Deshalb unterscheiden sich die verschiedenen Stäbe auch nur optisch und in ihrer Stärke, nicht aber in ihren spielerischen Qualitäten. Weitere Anpassungsmöglichkeiten liefern die verschiedenen Rüstungen, die meinen haarigen Helden allesamt in eine stylische Bedrohung verwandeln, meine Verteidigung steigern und verschiedene Boni bieten; sowie meine Kürbisflasche, die je nach Zutaten zusätzlich zur Heilung vorübergehende Buffs auftischt.
Nur eine Prise Soulslike
Letztere füllt sich übrigens nur auf, wenn ich an einem Schrein raste. Die Speicherpunkte in Black Myth: Wukong funktionieren ähnlich wie die Leuchtfeuer in Dark Souls oder die Orte der Gnade in Elden Ring, heilen mich also und lassen auch besiegte Gegner wieder auferstehen, mit einem kleinen Unterschied: Ich kann mit den Schreinen interagieren und alle Funktionen nutzen, ohne rasten zu müssen. Das Heilen und Respawnen der Gegner ist also eine bewusste Entscheidung, die mich nicht davon abhält, etwa meine Fähigkeitspunkte neu zu verteilen oder einen stärkeren Stab zu schmieden.

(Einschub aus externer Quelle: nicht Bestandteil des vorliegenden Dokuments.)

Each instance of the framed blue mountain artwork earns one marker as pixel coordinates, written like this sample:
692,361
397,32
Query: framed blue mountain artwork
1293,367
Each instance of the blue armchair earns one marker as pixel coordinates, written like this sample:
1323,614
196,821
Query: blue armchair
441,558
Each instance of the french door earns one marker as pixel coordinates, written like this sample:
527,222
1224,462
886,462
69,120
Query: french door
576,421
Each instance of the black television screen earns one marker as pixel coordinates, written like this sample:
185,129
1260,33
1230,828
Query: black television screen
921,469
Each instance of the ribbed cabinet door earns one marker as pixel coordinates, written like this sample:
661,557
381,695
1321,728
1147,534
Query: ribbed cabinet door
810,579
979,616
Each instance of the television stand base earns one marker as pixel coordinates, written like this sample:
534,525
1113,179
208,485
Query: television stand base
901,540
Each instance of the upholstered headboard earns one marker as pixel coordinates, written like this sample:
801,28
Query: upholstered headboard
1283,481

Abseits der Speicherpunkte hat Black Myth: Wukong dabei überraschend wenig mit dem von FromSoftware gemeißelten Genre gemein: Da wären noch die erwähnte Ausdauerleiste und natürlich eine ganze Reihe an brachialen Bosskämpfen, aber an dieser Stelle hören die Gemeinsamkeiten dann auch auf. In Sachen Level-Design erwartet euch statt einer verzweigten Welt mit vielen Abkürzungen, Türen und Aufzügen ein recht linearer Open-Schlauch, bei dem ihr vorrangig Gegner verkloppt und nur vereinzelt ein paar Schatztruhen findet.

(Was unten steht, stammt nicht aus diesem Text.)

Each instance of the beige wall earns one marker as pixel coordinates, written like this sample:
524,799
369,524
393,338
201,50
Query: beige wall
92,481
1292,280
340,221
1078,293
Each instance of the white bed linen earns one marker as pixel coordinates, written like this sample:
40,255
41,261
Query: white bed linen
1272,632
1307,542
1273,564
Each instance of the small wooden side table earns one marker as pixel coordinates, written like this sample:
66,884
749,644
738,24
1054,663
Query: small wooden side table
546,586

Auch das Ableben bleibt unbestraft: Keine verlorenen Erfahrungspunkte, die ich wieder aufsammeln muss und dabei riskiere, dass sie für immer verschwinden, wenn ich auf dem Weg dorthin erneut ins Gras beiße. Dazu kommen lächerlich kurze und größtenteils gegnerfreie Laufwege: Fast immer befindet sich direkt vor einem großen Bosskampf auch ein Speicherpunkt, sodass ich mich beim Versagen direkt wieder ins Getümmel stürzen kann. Was selten vorkommt, denn über große Strecken ist Black Myth: Wukong überraschend einfach.